Not to be dramatic about it, but this tax shall last for as long as you and that feature both shall live (and possibly beyond — prepare your kids). Some of this tax is fixed (it doesn’t depend on usage, for instance), and some of it scales with use. Some of it can be lowered with the right investment, but it’s always there. What do taxes look like? Ask Siri.

This has implications.

It means that in the purely hypothetical scenario where you have a fixed-size team and you keep adding features, at a certain point in time this team will grind to a halt. The tax rate has become so high that all the team is able to do is pay taxes. Whenever you get this feeling that a team is not delivering much, have a quick looksie at their portfolio and you may notice: yah, that’s a long list.

But no worries, as always, we have options:

  1. We grow the size of the team proportional to the team’s portfolio size: when we add a feature, we add a person to that team, for instance (or maybe a fraction of a person, but there’s some legal concerns around chopping up people in Europe I hear). Note, I did not say add a person “for a few months for a boost”, but forever. And ever. And ever.
  2. We keep both the team size and the product portfolio size stable by actively removing features that are not worth the tax, creating capacity for new features.
  3. We say “f...riendly taxes, YOLO!” and stop paying. For a while things appear fine (and we got a good deal on lipstick). But certain parts of the product become dodgy alleys that are no longer safe to enter, lowering the property value around it over time. Until ultimately the whole product turns into a ghetto. And where did all the people go?
  4. We keep both the team size and product portfolio stable and don’t do Jack Shit.

As with everything, in reality we always (mostly unconsciously) pick a mix of these four (ok, first three).

I have seen few companies that implement strategy (1), although it seems likely the healthiest one. Amazon may be one example, they seem to spin up new teams for new products quite consistently and are good at maintaining the old stuff until ridiculous-level eternity.

Option (2) is also great, but super rare. Building features is easy, killing them is really hard in reality because there’s always a few customers that use a feature, even though they don’t really warrant the expense. Also people prefer to build things than tear them down.

Option (3) is common, although for those companies that survive this approach, many will have an inflection point where things temporarily shut down until taxes are paid back to a reasonable level to be able to move again.

And (4), well, no spoilers.

Whatever mix of options we go with, here is the thing to realize (let’s consider this your 7 minutes of Tax Awareness Training):

Every feature we build (and keep) has an ongoing, eternal tax.
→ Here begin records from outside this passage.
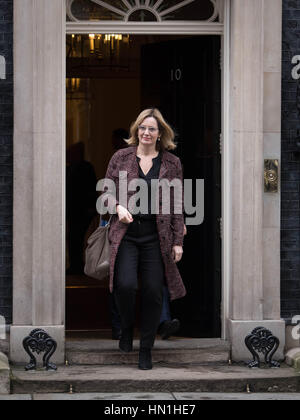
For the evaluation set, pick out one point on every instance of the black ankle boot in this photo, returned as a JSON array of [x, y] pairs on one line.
[[145, 359], [126, 340]]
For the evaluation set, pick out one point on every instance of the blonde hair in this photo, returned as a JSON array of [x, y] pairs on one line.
[[167, 134]]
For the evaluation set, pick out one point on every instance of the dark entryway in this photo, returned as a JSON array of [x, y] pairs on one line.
[[185, 83], [182, 78]]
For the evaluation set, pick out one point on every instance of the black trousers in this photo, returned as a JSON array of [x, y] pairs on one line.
[[139, 258]]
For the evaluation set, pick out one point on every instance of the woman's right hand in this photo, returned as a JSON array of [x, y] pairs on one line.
[[124, 215]]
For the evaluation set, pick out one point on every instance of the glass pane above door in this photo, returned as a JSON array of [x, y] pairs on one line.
[[143, 10]]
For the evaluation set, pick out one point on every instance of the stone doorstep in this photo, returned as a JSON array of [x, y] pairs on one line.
[[174, 351], [162, 378], [4, 374], [292, 358]]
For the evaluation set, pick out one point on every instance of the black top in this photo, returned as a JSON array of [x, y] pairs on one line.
[[152, 174]]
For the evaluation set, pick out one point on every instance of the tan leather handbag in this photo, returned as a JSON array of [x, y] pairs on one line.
[[97, 253]]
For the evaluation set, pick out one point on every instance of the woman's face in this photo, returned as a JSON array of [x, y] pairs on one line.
[[148, 132]]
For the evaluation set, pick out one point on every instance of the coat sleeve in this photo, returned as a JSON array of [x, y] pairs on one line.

We are good at looking at building cost, not so good at thinking about the tax that comes from maintaining, fixing, tweaking and adapting it over time. This tax doesn’t come from incompetence (mostly), but is inherent — even if the feature doesn’t ask for change, the world around it does.

This means we shouldn’t take “just add this little feature” too lightly. Even though the effort now may seem small, this is the just the beginning.

Be prepared to pay taxes forever.

And ever.

And ever.

Or... do Jack Shit instead. Which has none of these problems.